My heart dropped, "You leave her alone. Deal with me instead."

"As much as I would love to go toe to toe with you, I'm not going to. You've done nothing wrong to me, so why would I bother you? You're innocent Jane." Holton's tone raised all of the hairs on the back of my neck.

"So is Dr. Isles." I slammed my fist down on the granite countertop of Maura's island. "She was just doing her job."

"As was I." Holton paused and I heard background noise that sounded like he was in an airport. The overhead speaker paging someone to gate forty-three. "I must leave, Jane. I only wanted to call and let you know to stop looking over your shoulder. I'll be done with Dr. Isles and out of your hair by Thursday. Perhaps even quicker seeing as the good doctor is still in a very fragile state."

"Holton, I swear if you touch her…"

"You'll kill me. I get it. Hmm, maybe I was incorrect about my assumption of your relationship, this could change some of my plans. Draw out her end." Holton sighed dramatically. "It doesn't matter now, I have a flight to catch." He paused as the background noise grew louder, "Oh and I'm headed to London. I have more resources than you expected, Jane. I'll give Maura your best."

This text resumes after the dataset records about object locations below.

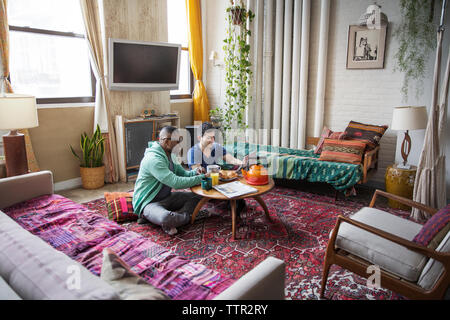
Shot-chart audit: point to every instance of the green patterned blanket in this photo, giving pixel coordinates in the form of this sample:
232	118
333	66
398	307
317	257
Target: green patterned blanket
285	163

Holton hung up as my rage hit its point. I almost crushed my phone in my hand, trying to calm down. I sucked in a breath and snapped into action. I called Frost as I ran upstairs to throw what little clothes I had in my drawer into a bag. "Frost. Call London metro and tell them what's happening here. Holton found Maura."

"Shit. How did he do that?" Frost was half asleep, the poor guy had spent as much time as us cleaning Maura's house.

"Fuck if I know. All I know is I need to be on a plane to London as quickly as possible." I reached under Maura's bed and grabbed my extra gun I hid under there. It was a terrible habit I carried over from my apartment.

I heard the fast click of a keyboard, "I'm on it. I also checked the Isles jet flight plan. It landed two hours ago. It's the fastest way to get to London before Holton."

I groaned, "I can't call Constance. I don't want to freak her out before the police get there."

Frost chuckled, "It's a good thing you're listed on the Isles list of VIP's. You have access to any of their resources at the drop of hat. I'll call the pilot on duty while you drive to Logan. Man, Jane, you got yourself one hell of a lady."

I nodded as I threw on jeans and my boots. "I know, Frost, I know." I ran down the stairs, grabbing my gun and badge. "Keep me updated with London metro, tell them to have an officer meet me and to have uniforms sitting outside of Maura's apartment until I get there."

"You got it." Frost hung up as I slid into the driver's seat of my cruiser.

I squealed the tires and hesitated throwing the lights and siren on. I clenched the steering wheel as I raced through Boston.

This wasn't how I imagined my flight to London was going to go.

I just hoped I could get to Holton before he got to Maura.